Fair Fight’s lawsuit cites individual stories from Georgia voters to illustrate exactly how much of a burden these problems placed on voters. In its review of the exact match system, the suit mentions Carlos del Rio, the chair of the Department of Global Health Studies at the Rollins School of Public Health at Emory University.
When del Rio went to his voting precinct on November 6, he was told that he could not vote because an error in a state database caused his surname to be listed as “delRio,” a difference that left poll workers unable to verify him as a voter. After explaining the issue to elections officials, del Rio was eventually allowed to cast a ballot, but only “after being forced to navigate a lengthy process,” according to the lawsuit.

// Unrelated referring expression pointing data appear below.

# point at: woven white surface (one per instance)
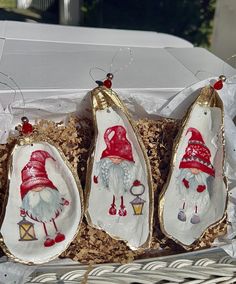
(205, 267)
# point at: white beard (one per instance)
(190, 195)
(115, 177)
(44, 205)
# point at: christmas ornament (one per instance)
(44, 200)
(195, 194)
(118, 171)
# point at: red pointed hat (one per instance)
(34, 173)
(118, 145)
(197, 155)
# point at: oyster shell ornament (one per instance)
(44, 204)
(119, 191)
(194, 197)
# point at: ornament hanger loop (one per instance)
(13, 89)
(106, 81)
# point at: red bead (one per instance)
(27, 128)
(218, 85)
(107, 83)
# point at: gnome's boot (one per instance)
(181, 214)
(112, 210)
(49, 241)
(122, 210)
(59, 237)
(195, 219)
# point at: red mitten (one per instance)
(22, 212)
(95, 179)
(201, 188)
(186, 183)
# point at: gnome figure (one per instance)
(195, 172)
(41, 200)
(115, 170)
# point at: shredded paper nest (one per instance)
(92, 245)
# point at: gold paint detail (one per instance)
(28, 140)
(208, 97)
(102, 98)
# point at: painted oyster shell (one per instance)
(44, 204)
(195, 195)
(119, 197)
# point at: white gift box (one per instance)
(51, 66)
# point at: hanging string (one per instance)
(17, 87)
(229, 80)
(111, 67)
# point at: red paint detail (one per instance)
(112, 210)
(27, 128)
(65, 202)
(45, 229)
(122, 210)
(197, 154)
(55, 226)
(218, 85)
(117, 145)
(49, 242)
(22, 212)
(201, 188)
(59, 237)
(186, 183)
(34, 173)
(107, 83)
(95, 179)
(136, 183)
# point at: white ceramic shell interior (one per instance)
(132, 228)
(68, 220)
(211, 203)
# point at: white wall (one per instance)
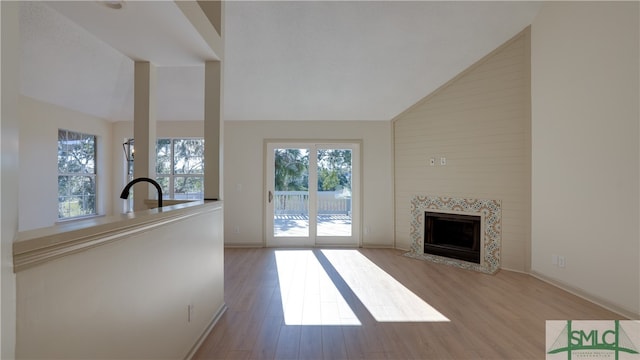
(127, 299)
(10, 172)
(244, 174)
(39, 124)
(585, 155)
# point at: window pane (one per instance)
(76, 155)
(76, 196)
(163, 181)
(188, 156)
(163, 156)
(188, 187)
(76, 152)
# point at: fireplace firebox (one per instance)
(454, 236)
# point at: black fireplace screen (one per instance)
(452, 235)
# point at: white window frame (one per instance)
(93, 175)
(172, 175)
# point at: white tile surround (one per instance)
(490, 212)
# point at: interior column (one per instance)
(213, 127)
(144, 131)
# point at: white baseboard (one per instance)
(583, 294)
(206, 332)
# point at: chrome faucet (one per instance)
(125, 191)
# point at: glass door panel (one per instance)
(333, 210)
(291, 195)
(311, 194)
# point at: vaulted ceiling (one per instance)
(287, 60)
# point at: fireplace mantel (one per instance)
(489, 210)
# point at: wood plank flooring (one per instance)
(498, 316)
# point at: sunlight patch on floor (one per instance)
(309, 296)
(386, 299)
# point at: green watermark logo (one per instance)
(593, 339)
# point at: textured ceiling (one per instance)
(309, 60)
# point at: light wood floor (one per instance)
(498, 316)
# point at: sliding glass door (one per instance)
(312, 194)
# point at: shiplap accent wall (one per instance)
(480, 121)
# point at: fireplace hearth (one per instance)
(452, 235)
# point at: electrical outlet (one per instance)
(561, 261)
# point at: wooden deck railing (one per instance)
(297, 202)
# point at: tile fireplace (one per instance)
(461, 232)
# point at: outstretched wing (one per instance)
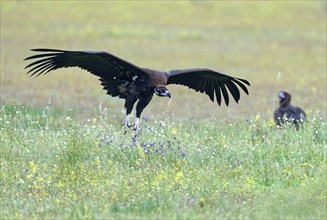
(209, 82)
(102, 64)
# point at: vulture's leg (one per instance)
(142, 103)
(129, 103)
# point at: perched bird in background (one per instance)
(127, 81)
(287, 113)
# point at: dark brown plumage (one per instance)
(287, 113)
(132, 83)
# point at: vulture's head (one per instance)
(284, 98)
(162, 91)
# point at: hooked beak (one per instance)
(167, 94)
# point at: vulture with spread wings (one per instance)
(125, 80)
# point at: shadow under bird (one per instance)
(125, 80)
(287, 113)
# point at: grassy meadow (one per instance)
(64, 155)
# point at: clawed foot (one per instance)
(135, 125)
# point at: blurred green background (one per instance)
(276, 45)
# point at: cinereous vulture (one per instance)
(123, 79)
(287, 113)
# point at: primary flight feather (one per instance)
(132, 83)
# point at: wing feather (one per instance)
(209, 82)
(102, 64)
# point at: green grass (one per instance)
(176, 168)
(63, 153)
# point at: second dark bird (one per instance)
(287, 113)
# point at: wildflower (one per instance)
(257, 117)
(201, 202)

Other voters weren’t so lucky. Tyra Bates, a resident of Gwinnett County, Georgia, registered to vote online in October. Bates received a confirmation of her registration, but was told that she was not registered when she went to her voting precinct. She was also not allowed to cast a provisional ballot, and left without voting.
The suit also cites problems with Georgia’s election infrastructure, arguing that Kemp did not take proper measures to ensure election security. Two years ago, Kemp turned down the Department of Homeland Security’s offer to provide election and cybersecurity assistance before the 2016 election, saying that the move would have given the federal government too much power over the state system.